Ma già dell’ampia Valle a noi le apriche
     Piagge apparían, di vaghi fior coverte
     315E di verdi erbe a impallidir nemiche.
Alle dolci acque da’ bei rivi offerte
     Giacca prostrata innumerabil turba
     318A braccia stese e colle labbra aperte;
E l’acque, il corso a cui mai non perturba
     Limo od alga, scendean da un monte alpestre,
     321Cui nebbia o nube il capo altier non turba,
Perchè ardea su la cima alta e silvestre
     Sì chiaro un Sol, che par di raggi privo
     324Quel che sorge a fugar l’ombra terrestre.

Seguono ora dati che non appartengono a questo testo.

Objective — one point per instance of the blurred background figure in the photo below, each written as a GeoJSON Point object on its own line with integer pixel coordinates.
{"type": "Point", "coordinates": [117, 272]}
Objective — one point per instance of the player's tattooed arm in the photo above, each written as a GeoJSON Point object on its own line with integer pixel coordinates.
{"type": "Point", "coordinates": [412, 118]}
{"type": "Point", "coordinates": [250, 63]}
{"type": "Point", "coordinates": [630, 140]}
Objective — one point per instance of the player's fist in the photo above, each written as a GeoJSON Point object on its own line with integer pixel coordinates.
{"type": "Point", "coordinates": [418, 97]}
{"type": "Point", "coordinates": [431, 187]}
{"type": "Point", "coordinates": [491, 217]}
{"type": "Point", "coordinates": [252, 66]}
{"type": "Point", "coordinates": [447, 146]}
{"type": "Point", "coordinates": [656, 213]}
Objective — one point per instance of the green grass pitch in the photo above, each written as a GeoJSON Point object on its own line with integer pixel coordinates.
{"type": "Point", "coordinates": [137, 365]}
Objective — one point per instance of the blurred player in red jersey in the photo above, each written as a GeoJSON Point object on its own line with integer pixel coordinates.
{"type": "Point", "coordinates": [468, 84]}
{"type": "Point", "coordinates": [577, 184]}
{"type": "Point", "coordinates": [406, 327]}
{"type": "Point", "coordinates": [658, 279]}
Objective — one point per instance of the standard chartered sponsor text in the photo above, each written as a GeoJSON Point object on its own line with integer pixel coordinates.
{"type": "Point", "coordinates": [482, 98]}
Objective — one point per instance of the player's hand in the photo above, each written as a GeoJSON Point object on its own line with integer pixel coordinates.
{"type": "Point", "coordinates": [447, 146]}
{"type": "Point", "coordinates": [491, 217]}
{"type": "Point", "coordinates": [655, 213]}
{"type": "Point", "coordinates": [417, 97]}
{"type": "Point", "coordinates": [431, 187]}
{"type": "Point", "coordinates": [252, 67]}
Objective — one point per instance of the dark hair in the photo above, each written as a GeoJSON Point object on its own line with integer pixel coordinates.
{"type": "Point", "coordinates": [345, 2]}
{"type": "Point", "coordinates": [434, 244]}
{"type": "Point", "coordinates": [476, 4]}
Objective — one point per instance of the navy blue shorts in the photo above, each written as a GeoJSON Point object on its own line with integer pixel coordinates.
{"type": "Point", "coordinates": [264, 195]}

Talor sembrava inaridirsi un rivo,
     Mentre un altro da lungi entro le sponde
     327Gonfio crescea di limpid’acque e vivo.
Nè l’eterna, che in lor virtù s’infonde,
     Valea soltanto ad ammorzar la sete,
     330Ma purissimo il cor rendean quell’onde.
Qui fin del Globo dall’oscure mete
     Vario accorrea popol di volti e lingue;
     333E quel, che i campi dell’aurora miete,
E quel, cui dal color bianco distingue
     Nell’arsa Etiopia l’annerita pelle;
     336E quel, cui lunga notte il giorno estingue
Là dove regna il freddo Arturo, e svelle
     Dalle piante il vigor coi moti pigri
     339Delle sue tarde aquilonari stelle.
Qui adorno pur delle squojate tigri
     Stuolo d’abitator fieri si tragge
     342Dal grand’Eufrate e dall’Armeno Tigri.
Nè delle nuove Americane spiagge
     Manca il rozzo cultor, oh colpa infame!